If you’re suffering from crossover fatigue, the Mercedes-Benz Concept EQT is a change.
Mercedes-Benz is currently in a headlong charge to develop a wide range of new EVs, and that continues today with its Concept EQT premiere. We’ve seen sedans, we’ve seen crossovers, but this is the first passenger van to wear the electric ‘EQ’ name. Now, for those who aren’t quite ready to leap into the full-electric world, Mercedes will launch conventional versions of the T-Class minivan as well, at least in Europe. As for the American market, it’s not clear whether we’ll eventually see this van join the Metris and Sprinter to round out Mercedes’ van lineup.
After the automaker teased its new model late last month, now we have a good look at it both inside and out.

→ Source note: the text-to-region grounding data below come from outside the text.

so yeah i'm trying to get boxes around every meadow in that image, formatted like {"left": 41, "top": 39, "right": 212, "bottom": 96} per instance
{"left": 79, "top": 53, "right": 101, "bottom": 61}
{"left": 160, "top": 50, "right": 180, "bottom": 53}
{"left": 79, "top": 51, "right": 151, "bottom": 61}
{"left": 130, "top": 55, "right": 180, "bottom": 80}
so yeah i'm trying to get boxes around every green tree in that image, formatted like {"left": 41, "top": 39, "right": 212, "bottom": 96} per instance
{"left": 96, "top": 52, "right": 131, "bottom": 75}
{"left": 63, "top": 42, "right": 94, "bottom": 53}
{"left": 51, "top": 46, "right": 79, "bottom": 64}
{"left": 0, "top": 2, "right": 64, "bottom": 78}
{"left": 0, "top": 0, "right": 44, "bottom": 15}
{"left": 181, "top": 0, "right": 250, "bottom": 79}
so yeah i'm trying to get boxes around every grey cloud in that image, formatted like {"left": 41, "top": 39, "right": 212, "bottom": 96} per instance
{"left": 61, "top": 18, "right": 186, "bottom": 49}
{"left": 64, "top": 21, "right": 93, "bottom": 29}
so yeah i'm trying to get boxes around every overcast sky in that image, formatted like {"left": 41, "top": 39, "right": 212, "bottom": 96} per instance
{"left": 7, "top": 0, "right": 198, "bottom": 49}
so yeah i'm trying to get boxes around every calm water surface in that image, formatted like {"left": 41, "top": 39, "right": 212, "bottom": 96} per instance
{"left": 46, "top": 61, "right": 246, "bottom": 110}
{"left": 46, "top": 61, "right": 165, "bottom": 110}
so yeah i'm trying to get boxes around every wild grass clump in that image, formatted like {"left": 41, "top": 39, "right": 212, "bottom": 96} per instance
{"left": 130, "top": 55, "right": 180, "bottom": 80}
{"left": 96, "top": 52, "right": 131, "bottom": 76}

Like other EQ models, the Concept EQT has a solid front fascia with backlit three-pointed star symbols in a mesh pattern, complemented by thin LED liaghts. Around the back, you get a largely smooth tailgate with boomerang-style LED lights. Beyond that, there’s chrome brightwork around the grille, sills and windows, as well as the door handles. Overall, it’s a fairly straightforward “it’s a van” look that draws your eye in with some intensely complex details. Against its more commercial-focused siblings, this is definitely the most stylish van of the bunch.

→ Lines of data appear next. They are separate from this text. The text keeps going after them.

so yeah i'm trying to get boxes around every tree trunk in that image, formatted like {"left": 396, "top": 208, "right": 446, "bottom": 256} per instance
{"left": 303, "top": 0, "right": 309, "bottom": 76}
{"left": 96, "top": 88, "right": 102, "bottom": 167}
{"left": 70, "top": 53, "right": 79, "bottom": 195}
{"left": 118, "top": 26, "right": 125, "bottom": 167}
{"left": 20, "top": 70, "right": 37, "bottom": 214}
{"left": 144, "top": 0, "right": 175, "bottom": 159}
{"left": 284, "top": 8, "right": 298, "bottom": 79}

That translates to the interior, as well. You don’t get the absolute tech-fest of other modern Mercedes interiors, but you do get a modestly-sized infotainment system and a similar steering wheel setup (with capacitive buttons) to those cars. Rather than going for a full-digital instrument cluster, the Concept EQT also packs analog gauges. In the center, you get an information center display. The MBUX system is integrated into the package, as you’d expect.
The T-Class launches next year
Since this is just a concept, Mercedes did not go into immense detail on powertrains, range specs and the like. In terms of physical dimensions, its 194.7-inch length rings in roughly a foot smaller than the Chrysler Pacifica or the Honda Odyssey. That said, the van does still seat seven, and the smaller stature will accommodate it better to European roads, as the automaker actually plans to launch the van over there in 2022. The electric EQT will follow, though there’s no exact date on when that will happen.
Again, it’s unclear (and maybe not even likely) that we’ll see this van in the U.S. Mercedes-Benz will launch the T-Class with gasoline and diesel powertrains first, though, and those and the general styling direction could inform the brand’s vans in more of a global light. We’ll have to wait and see what they decide there.